Sur l’enseignement :

«  Le kung-fu*, je ne peux pas vous le donner comme ça, comme on donne sa montre. Je ne peux que vous guider, c’est tout. Ma fonction, c’est juste de guider. Je peux dire comment il faut s’entraîner, mais le reste, ça dépend de vous ».

            *kung-fu dans le sens « le meilleur de l’art ».

Sur son parcours :

« Je garde de mes années d’apprentissage beaucoup de souvenirs, en particulier de ces moments où je franchissais le seuil de le maison de Madame Sun en tremblant, de peur qu’elle ne soit pas satisfaite de moi. Elle devait cependant me considérer comme un bon élève, puisque j’ai passé trois années à travailler avec elle quotidiennement. Elle corrigeait inlassablement chaque posture ». 

 

« J’ai eu une chance inouïe de pouvoir apprendre les 5 styles de taichi lors de mon parcours, en plus avec les grands maîtres de chacun d’eux. Chance supplémentaire, c’est d’avoir étudié avec des maîtres très durs sur le plan martial comme Chen Zhao Kui et avec deux des plus grands maîtres féminins, Madame Wu et madame Sun. »

 

« J’ai ainsi goûté à tous les plats, j’ai fait une belle dégustation gastronomique ! » (rires)

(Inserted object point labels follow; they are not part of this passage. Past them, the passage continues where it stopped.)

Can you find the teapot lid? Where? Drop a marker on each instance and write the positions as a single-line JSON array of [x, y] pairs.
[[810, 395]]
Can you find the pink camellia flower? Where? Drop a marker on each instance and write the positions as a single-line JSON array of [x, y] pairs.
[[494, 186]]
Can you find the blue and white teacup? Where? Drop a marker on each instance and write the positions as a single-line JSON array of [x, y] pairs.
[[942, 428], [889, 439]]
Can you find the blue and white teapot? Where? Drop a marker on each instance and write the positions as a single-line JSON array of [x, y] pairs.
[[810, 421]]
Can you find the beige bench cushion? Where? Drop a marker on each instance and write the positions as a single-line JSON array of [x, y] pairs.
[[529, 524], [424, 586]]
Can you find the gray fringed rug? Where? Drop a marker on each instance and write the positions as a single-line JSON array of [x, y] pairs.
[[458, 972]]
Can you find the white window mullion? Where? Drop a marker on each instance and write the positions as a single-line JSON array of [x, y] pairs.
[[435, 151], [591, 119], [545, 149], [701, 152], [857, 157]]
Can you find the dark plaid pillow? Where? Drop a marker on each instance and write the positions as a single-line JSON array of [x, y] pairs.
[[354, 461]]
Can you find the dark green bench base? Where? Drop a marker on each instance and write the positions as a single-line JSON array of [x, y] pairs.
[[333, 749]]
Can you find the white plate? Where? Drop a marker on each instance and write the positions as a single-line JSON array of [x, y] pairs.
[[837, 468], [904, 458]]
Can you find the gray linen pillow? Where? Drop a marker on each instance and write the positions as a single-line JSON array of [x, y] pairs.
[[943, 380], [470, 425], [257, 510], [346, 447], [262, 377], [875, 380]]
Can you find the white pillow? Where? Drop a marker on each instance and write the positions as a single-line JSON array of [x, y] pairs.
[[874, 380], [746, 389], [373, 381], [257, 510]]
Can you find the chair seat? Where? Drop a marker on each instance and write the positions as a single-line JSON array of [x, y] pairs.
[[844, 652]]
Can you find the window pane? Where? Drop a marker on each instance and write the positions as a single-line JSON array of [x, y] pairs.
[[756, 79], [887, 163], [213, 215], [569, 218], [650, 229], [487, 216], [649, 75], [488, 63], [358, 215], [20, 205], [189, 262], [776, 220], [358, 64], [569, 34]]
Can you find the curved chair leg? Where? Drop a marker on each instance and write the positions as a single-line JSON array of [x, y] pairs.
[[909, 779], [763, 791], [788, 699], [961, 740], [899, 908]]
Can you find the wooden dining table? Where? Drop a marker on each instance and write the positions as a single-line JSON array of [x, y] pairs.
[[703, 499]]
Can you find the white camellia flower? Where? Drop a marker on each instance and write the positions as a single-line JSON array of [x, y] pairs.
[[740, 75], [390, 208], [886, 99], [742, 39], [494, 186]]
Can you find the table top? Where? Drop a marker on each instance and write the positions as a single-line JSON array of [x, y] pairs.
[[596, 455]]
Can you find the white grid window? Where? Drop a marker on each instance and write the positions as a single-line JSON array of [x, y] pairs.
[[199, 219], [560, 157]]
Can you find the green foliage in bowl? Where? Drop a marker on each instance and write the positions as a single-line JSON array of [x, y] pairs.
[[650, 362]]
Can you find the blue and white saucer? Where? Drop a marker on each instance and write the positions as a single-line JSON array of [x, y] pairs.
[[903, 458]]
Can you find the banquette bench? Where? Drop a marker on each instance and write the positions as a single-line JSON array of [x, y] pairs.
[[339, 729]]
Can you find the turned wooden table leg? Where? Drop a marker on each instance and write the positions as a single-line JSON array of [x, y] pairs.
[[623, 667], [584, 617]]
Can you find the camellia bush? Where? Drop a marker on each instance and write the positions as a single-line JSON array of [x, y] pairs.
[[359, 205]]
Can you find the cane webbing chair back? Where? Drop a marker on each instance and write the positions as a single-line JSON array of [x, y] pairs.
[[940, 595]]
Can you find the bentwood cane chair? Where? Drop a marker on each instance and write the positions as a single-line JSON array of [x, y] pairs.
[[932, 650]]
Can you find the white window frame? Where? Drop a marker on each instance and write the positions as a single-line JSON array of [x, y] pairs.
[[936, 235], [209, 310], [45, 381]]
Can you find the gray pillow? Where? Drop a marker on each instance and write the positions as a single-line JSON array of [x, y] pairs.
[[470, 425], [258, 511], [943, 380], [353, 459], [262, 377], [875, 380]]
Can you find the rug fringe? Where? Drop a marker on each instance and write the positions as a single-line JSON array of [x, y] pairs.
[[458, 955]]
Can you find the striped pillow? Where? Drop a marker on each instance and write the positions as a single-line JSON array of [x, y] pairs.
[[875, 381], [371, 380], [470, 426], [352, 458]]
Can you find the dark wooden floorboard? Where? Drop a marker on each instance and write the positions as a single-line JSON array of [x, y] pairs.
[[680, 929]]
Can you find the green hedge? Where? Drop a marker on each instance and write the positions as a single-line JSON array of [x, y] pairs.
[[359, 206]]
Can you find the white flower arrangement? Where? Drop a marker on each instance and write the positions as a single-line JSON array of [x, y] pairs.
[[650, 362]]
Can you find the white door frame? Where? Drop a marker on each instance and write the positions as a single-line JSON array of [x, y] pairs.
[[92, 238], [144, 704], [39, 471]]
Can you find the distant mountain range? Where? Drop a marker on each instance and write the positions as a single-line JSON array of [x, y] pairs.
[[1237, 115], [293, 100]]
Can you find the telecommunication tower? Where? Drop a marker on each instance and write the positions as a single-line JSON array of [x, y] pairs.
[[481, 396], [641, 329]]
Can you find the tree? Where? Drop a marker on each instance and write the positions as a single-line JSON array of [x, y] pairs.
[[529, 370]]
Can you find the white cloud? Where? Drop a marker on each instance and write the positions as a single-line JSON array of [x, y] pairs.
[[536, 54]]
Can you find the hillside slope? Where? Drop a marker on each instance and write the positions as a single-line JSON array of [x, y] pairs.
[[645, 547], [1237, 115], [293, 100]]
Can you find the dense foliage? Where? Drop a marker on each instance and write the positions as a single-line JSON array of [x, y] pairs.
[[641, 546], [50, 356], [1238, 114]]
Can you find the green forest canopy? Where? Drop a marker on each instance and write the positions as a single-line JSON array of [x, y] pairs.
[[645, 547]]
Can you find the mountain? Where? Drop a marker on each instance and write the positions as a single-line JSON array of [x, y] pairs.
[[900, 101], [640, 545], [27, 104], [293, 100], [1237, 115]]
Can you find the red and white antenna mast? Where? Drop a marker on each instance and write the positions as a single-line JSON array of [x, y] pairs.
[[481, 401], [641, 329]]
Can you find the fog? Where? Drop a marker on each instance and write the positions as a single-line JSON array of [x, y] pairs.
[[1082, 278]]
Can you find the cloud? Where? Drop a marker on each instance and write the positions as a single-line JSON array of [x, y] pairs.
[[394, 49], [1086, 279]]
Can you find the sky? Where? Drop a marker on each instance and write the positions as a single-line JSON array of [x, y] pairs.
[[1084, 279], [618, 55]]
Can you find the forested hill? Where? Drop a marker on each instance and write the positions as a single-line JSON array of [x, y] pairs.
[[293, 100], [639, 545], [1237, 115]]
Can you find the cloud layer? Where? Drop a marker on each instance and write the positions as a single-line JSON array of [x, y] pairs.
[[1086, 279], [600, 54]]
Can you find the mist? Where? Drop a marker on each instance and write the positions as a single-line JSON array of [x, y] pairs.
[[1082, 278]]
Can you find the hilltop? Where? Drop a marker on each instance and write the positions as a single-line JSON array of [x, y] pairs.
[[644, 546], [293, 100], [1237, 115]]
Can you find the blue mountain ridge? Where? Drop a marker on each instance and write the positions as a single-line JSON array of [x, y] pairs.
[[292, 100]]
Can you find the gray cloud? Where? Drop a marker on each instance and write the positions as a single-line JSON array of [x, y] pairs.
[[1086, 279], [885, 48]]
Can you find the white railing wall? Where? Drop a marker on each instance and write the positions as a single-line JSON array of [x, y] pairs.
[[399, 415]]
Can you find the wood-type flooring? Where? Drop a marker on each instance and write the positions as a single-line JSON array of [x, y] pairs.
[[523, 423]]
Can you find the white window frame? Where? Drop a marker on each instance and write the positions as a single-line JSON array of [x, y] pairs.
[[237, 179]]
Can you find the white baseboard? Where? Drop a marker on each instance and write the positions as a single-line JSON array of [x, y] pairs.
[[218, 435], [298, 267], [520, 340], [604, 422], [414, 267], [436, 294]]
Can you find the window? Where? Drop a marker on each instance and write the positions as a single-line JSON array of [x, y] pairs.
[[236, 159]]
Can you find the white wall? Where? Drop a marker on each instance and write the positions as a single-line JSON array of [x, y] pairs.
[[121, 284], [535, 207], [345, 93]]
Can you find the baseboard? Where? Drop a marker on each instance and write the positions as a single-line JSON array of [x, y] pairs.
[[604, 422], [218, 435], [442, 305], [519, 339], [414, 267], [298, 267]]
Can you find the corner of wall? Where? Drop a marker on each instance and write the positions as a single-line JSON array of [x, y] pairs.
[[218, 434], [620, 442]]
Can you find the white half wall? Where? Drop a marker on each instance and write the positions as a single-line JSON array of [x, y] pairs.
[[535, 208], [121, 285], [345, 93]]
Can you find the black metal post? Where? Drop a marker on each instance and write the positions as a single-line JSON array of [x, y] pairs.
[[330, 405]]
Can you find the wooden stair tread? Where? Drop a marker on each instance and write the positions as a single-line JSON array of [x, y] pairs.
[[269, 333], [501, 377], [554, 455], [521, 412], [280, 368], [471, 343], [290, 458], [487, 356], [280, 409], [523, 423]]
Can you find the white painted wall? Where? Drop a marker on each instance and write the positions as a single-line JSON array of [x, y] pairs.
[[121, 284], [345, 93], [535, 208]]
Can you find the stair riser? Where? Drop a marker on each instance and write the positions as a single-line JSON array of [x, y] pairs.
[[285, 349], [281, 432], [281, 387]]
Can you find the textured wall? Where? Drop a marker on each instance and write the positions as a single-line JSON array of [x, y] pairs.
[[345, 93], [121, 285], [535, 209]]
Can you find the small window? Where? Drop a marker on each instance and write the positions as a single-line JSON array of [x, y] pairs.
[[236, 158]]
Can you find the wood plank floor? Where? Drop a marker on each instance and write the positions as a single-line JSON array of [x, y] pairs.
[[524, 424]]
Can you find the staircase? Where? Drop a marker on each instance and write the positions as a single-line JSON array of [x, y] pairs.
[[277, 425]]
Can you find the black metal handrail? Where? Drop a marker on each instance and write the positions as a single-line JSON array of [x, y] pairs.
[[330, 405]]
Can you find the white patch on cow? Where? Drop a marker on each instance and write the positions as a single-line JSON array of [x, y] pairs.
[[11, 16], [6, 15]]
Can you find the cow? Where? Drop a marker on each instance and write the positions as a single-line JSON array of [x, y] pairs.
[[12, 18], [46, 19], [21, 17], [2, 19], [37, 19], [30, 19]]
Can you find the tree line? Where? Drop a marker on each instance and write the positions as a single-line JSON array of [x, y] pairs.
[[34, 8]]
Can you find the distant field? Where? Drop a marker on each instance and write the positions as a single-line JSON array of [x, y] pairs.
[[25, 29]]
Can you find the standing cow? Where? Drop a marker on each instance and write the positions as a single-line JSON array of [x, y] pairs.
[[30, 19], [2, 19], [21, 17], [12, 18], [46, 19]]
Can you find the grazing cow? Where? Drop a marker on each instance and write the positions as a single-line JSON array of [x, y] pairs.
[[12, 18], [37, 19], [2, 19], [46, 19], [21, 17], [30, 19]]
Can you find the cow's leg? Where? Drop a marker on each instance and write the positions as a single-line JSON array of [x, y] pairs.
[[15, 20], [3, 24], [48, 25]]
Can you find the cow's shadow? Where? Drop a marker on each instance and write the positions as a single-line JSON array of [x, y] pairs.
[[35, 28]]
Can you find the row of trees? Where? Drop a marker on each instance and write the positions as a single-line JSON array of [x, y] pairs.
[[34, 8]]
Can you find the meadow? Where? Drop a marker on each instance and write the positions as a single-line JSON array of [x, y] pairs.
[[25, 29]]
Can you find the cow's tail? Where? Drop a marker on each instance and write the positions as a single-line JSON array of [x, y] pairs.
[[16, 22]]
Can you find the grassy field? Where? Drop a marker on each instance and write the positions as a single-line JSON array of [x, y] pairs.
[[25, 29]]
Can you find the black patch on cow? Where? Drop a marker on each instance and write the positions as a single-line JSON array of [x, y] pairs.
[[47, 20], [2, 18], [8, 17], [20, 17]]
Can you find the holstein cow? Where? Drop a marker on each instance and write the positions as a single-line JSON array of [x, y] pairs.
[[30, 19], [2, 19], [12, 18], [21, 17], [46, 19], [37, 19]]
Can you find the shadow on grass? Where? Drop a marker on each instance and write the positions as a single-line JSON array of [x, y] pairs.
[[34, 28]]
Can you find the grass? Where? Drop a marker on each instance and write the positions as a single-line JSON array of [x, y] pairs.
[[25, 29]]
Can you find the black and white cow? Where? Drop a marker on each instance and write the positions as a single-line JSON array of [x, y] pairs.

Madame Sun et Maître Hao m’avaient conseillé d’abandonner le style Wu de mes débuts (de Wu Jian Quan). C’est cependant de ma propre décision que j’ai conservé essentiellement le style Wu de la famille Hao et le style Sun. Le style Wu pour son exigence de rigueur et de profondeur, le style Sun, qui en provient, pour la multiplicité de ses facettes, visibles ou invisibles» (pour illustration, Chen compare le style Sun à un couteau suisse aux nombreuses lames différentes).

 

« Je suis toujours le bienvenu dans l’école Yongnian de style Yang et je ne rate que rarement une invitation à venir donner mes conseils à la Chin Woo. »

 

 « Le monde entier devrait remercier tous les maîtres et tous les administrateurs de la Chin Woo qui a traversé tout le XXème siècle et ses bouleversements en maintenant l’idée de son créateur de cultiver les arts traditionnels pour la santé du peuple. »

 

« Je fais partie de l’ancienne génération, celle qui est en train de disparaître. Dans un avenir proche, beaucoup de choses vont changer en Chine. On s’éloigne du taiji des origines ; Ceux qui en font encore ne développent qu’une sorte de danse. C’est aux occidentaux qui cherchent et travaillent le vrai kungfu de le perpétuer . Ainsi, un jour, les Chinois pourront le réintroduire chez eux ».

 

« Maintenant, à mon âge, je donne tout ce que je sais, l’eau et la cuvette aussi ! Je suis de la 3ème génération après Sun Lu Tang, JJ Sagot est de la 4ème, je lui suis reconnaissant d’avoir fait tous ces efforts pour recueillir le kung-fu des anciens»

 

 

Sur l’apprentissage et la pratique :

« Même si les mouvements du taiji, les différentes façon de pratiquer le taiji semblent diverger, à l’intérieur, le processus est le même ».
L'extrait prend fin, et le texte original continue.